Потому-то чисто человеческая сторона одиночества Тарковского отчасти объяснима "атмосферически-историческими" условиями нашей "одной шестой части суши". Да и в самом деле, разве сразу, немедленно, без всяких изысканий не ощутима некая особица Андрея Тарковского, некая его принципиальная неслиянность с окружением, в самом широком смысле этого слова? Как будто он сделан из другого материала. Разве не лежит на нем, словно бы с рождения, печать какого-то чужеземства?
Диссидентов мы, в общем-то, худо-бедно понимаем: они борются. Но когда человек не борется, а просто живет и при этом "совершенно не гибок"... К тому же не сектант, не хватается ни за идеи, ни за религии... Возможность понимания такого человека катастрофически падает.
Но можно пойти другим путем и увидеть одиночество Тарковского в одиночестве его героев: в одиночестве Рублева, Ивана-сироты, в одиночестве Криса и Хари-фантома, 'в одиночестве Сталкера и всего этого тройственного семейства, в одиночестве Писателя, одичавшего от тупиковых мыслей, Андрея Горчакова, в одиночестве Виктора, друга Александра, и, наконец, самого Александра, сжигающего свой дом.
Лишь по мере того, как мы будем всё внимательнее всматриваться в характер и суть каждого конкретного одиночества, ощущать его тон и направление, а затем соединим их все в естественном единстве, мы сможем почувствовать некую полифонную музыку души, которая странным образом окажется близка "исторически-конкретной" музыке души Тарковского. Но это, конечно, метафизическая музыка.
(3)
Именно "Рублев" стал переломным фильмом в судьбе Тарковскогo. Как только не измывались над фильмом чиновники! В конце концов он был законсервирован и пять лет пролежал киноархиве. Лишь "утечка" его на Запад и бурный там успех, в том числе у элиты общества, причем успех в качестве фильма не только не диссидентского, но восславляющего
Русь и величие русского человека, заставили власть одуматься и в 1971 году выпустить картину, в несколько сокращенном виде, на советский экран.
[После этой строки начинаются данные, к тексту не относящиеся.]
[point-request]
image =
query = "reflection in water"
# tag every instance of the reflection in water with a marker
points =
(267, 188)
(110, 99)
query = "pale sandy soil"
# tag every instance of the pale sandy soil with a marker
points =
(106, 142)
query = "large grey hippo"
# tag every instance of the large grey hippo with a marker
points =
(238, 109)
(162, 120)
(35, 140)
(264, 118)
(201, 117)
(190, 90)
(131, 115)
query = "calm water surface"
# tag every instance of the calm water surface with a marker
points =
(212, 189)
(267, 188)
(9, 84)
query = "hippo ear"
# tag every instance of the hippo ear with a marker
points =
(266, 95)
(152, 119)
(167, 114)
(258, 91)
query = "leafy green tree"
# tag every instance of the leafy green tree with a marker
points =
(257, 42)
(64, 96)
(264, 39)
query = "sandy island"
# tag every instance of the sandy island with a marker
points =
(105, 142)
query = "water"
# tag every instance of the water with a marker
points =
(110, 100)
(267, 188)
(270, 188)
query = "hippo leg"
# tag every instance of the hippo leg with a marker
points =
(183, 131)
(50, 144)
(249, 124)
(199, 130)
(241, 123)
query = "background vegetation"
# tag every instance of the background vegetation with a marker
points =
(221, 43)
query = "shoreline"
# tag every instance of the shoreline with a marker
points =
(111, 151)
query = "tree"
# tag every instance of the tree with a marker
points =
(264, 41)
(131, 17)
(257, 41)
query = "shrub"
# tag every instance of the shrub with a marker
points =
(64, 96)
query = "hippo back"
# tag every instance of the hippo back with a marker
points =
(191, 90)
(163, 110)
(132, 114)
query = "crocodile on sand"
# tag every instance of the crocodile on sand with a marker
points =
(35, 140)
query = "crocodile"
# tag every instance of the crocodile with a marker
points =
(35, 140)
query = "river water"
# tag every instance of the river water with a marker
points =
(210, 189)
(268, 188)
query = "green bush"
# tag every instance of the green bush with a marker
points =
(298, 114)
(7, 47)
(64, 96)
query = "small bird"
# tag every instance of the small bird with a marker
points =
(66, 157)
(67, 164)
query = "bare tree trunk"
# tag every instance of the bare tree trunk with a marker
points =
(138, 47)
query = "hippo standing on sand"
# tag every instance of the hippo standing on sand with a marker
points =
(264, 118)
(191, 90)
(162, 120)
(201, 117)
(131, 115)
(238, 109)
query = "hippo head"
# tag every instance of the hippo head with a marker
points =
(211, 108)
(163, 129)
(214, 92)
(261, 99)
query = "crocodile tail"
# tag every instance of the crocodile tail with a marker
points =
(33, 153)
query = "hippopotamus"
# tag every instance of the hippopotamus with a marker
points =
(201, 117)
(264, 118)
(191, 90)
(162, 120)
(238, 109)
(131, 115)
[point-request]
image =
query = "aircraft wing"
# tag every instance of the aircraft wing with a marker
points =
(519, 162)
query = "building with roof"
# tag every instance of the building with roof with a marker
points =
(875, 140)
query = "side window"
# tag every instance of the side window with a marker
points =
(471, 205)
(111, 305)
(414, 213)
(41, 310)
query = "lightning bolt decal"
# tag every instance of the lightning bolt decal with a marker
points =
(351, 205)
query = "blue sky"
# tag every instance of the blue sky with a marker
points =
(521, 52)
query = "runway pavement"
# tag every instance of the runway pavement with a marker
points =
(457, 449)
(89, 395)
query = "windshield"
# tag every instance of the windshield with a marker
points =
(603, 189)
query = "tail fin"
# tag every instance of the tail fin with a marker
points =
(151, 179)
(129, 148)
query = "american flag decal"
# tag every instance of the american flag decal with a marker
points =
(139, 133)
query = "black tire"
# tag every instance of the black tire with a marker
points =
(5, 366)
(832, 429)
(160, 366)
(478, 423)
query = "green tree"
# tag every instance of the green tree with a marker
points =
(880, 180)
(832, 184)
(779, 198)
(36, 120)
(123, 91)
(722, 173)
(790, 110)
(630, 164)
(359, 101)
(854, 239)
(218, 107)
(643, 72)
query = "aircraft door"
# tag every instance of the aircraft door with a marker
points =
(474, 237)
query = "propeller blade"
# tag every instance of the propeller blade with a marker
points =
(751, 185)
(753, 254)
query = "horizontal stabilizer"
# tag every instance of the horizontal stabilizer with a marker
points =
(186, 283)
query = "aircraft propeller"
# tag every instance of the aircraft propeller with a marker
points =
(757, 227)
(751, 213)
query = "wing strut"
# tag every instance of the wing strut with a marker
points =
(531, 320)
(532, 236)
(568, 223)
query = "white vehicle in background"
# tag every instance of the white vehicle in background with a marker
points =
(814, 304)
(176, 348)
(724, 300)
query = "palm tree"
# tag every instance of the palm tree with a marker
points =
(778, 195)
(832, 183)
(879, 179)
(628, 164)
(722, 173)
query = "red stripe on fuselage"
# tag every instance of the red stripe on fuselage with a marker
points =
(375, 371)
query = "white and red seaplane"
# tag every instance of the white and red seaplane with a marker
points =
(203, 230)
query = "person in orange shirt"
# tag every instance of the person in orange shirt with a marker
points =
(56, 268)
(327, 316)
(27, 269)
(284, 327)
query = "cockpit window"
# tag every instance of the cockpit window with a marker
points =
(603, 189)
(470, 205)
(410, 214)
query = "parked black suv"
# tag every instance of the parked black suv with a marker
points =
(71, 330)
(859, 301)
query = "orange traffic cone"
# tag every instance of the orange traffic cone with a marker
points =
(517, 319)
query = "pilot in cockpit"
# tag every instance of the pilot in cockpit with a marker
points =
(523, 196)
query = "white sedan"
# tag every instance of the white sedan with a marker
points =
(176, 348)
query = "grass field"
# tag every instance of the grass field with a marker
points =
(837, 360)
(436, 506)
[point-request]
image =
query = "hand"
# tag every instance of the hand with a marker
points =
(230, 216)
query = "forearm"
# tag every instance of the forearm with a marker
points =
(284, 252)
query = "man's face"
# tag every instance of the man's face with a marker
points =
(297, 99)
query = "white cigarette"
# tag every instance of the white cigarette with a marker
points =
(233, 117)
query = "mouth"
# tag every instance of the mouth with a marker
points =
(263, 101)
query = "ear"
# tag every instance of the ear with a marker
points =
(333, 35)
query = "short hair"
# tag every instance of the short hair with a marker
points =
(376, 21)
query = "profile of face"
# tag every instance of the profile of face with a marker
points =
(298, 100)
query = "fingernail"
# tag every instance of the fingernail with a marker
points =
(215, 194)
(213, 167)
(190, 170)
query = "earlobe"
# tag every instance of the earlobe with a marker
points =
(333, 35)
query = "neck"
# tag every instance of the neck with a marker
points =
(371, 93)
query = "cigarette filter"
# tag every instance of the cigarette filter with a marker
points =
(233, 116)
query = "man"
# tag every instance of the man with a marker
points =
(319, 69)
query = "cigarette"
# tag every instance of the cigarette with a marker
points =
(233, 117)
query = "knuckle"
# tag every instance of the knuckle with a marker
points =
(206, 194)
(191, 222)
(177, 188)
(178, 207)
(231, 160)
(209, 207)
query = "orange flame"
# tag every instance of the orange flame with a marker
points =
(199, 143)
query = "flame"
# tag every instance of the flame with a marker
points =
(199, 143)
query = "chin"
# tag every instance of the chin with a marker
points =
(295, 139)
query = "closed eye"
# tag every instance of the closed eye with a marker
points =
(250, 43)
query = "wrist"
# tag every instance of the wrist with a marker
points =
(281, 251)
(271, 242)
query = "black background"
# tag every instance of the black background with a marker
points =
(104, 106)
Пять лет не просто ожиданий, отчаяния, оскорбленности и безработицы, почти нищеты, но тщетной, изнурительной борьбы за фильм. Это были годы стремительного повзросле-ния Тарковского, годы первого глобального внутреннего кризиса, когда он совершенно отчетливо понял, что обречен пройти свой путь один и что пути этому суждено быть страдальческим. Он понял это всем своим существом, и о том свидетельствуют и его дневник, и немногие, крайне лаконичные, устные признания. Снова послушаем свидетеля.
"Я никогда не забуду, наверное, самый первый, открытый для профессионалов просмотр "Андрея Рублева" в большом зале "Мосфильма", переполненном коллегами, друзьями, знакомыми и работниками студии. Свет погас, и напряженная тишина поначалу зависла в зале. Но по мере того, как начали возникать сцены, уже охарактеризованные во время съемок в какой-то газетенке как "жестокие и натуралистические", над залом поплыл гул как будто бы "добропорядочного" возмущения, взрывавшийся время от времени прямо-таки улюлюканьем.
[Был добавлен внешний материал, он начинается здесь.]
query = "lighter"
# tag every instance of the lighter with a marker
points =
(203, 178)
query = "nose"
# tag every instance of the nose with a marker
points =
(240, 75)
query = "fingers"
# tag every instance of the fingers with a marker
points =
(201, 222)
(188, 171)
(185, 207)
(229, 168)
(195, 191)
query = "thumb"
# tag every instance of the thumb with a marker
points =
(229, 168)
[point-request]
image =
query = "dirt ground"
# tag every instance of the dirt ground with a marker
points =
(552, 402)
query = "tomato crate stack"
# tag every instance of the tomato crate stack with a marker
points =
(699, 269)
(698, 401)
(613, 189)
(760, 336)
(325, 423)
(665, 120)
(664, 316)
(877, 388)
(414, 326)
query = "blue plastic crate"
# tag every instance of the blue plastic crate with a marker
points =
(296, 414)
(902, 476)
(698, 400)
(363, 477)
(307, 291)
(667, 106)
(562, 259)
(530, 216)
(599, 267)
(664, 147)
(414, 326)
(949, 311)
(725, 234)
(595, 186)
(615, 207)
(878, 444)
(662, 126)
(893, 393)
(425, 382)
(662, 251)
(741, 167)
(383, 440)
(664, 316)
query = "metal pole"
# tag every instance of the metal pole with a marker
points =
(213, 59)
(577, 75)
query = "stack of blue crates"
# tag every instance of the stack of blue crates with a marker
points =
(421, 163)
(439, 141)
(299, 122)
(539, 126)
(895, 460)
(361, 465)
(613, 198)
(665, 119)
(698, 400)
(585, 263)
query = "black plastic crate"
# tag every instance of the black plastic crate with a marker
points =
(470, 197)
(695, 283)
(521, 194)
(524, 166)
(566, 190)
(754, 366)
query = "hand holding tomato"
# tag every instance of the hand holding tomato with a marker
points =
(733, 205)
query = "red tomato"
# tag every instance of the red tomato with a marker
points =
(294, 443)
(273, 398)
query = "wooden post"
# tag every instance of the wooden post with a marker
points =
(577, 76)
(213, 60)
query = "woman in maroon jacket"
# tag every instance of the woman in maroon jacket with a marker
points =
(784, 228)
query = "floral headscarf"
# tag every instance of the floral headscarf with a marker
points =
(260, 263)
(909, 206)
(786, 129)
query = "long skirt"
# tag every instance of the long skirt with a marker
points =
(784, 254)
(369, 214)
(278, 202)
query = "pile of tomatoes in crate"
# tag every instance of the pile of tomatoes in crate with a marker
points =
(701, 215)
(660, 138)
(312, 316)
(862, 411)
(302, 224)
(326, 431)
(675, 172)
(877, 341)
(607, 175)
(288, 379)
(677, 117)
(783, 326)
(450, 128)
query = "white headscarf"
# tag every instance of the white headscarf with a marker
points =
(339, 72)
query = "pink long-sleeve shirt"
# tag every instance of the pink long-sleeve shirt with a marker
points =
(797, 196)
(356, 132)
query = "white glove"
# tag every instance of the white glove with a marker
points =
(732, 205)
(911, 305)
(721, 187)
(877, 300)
Еще до просмотра, на фоне всем известной тогда заметки о том, что Тарковский на съемках чуть ли не умышленно едва не спалил Успенский собор, поджигал коров и ломал ноги лошадям, ползли все более упорные слухи еще о собаках, которым отрезали ноги, чтобы они ковыляли в таком виде по снегу ему на потеху! Так что общественное возмуще ние на самом деле непростого зрительного зала было короновано прозвучавшим на весь зал приговором одного из хозяйственников "Мосфильма" Милькиса: "Это не искусство - это садизм!" Приговор этот застрял в наших душах точно нож - не случайно я, никогда не знавшая почти ни одного имени разного рода руководящих деятелей, до сих пор помню его имя.
Помню также очень хорошо самого Тарковского после просмотра: бледного, напряженного, одиноко притулившегося где-то у выхода из зала. О его одиночестве в тот момент я говорю вовсе не в метафорическом, а в буквальном смысле.
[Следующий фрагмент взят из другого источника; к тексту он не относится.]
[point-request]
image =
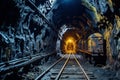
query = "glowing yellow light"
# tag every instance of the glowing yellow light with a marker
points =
(70, 45)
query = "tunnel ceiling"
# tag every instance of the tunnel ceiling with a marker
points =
(72, 12)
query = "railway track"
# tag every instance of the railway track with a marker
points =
(66, 69)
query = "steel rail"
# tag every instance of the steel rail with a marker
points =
(41, 75)
(81, 68)
(59, 74)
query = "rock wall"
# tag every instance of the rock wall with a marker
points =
(28, 33)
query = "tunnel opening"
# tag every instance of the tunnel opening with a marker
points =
(68, 40)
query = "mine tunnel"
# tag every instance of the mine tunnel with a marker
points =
(59, 39)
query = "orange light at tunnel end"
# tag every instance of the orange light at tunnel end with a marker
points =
(70, 46)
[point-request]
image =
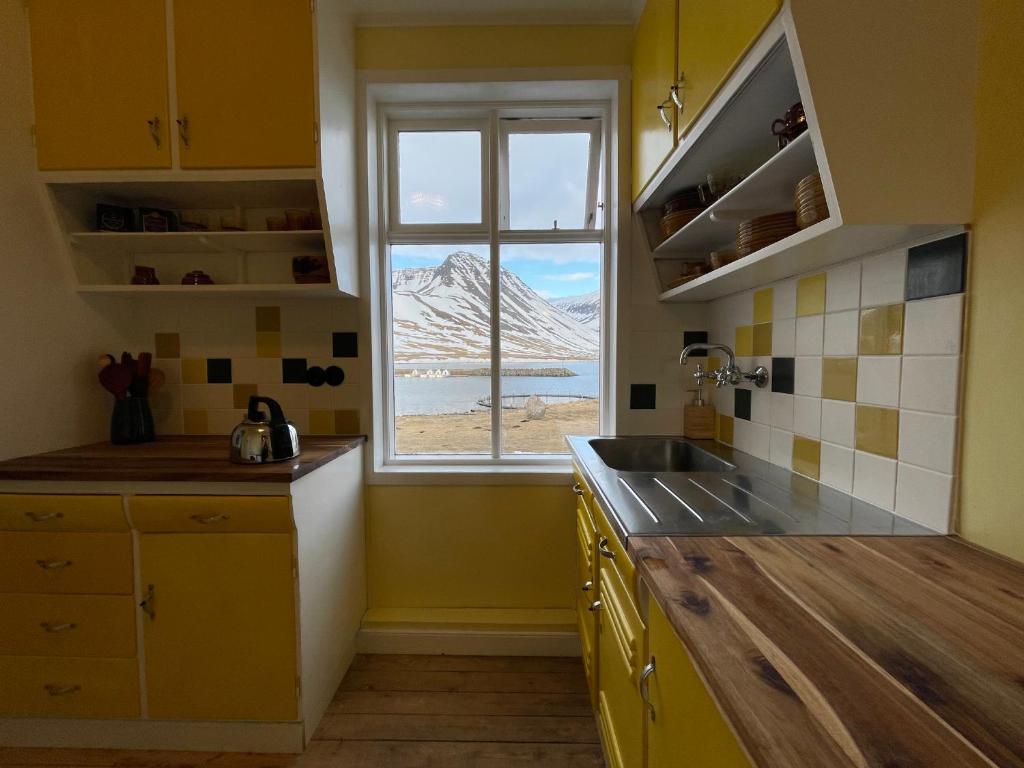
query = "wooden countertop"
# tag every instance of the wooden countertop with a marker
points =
(172, 459)
(851, 651)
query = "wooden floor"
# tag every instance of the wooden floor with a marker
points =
(413, 712)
Трудно, наверное, поверить теперь его поклонникам в то, что Андрей стоял действительно совершенно один, а люди, выходившие из зала, прятали глаза, умудряясь его обойти и устремляясь струйками, точно по заранее проложенному руслу. [Тогда это был первый и, может быть, самый неожиданный [для него "сюрприз"! Мы с мамой, которую я приволокла на просмотр фильма, среди немногих подошли к Андрею, чтобы крепко пожать ему руку. Он поблагодарил, вежливо усмехнувшись.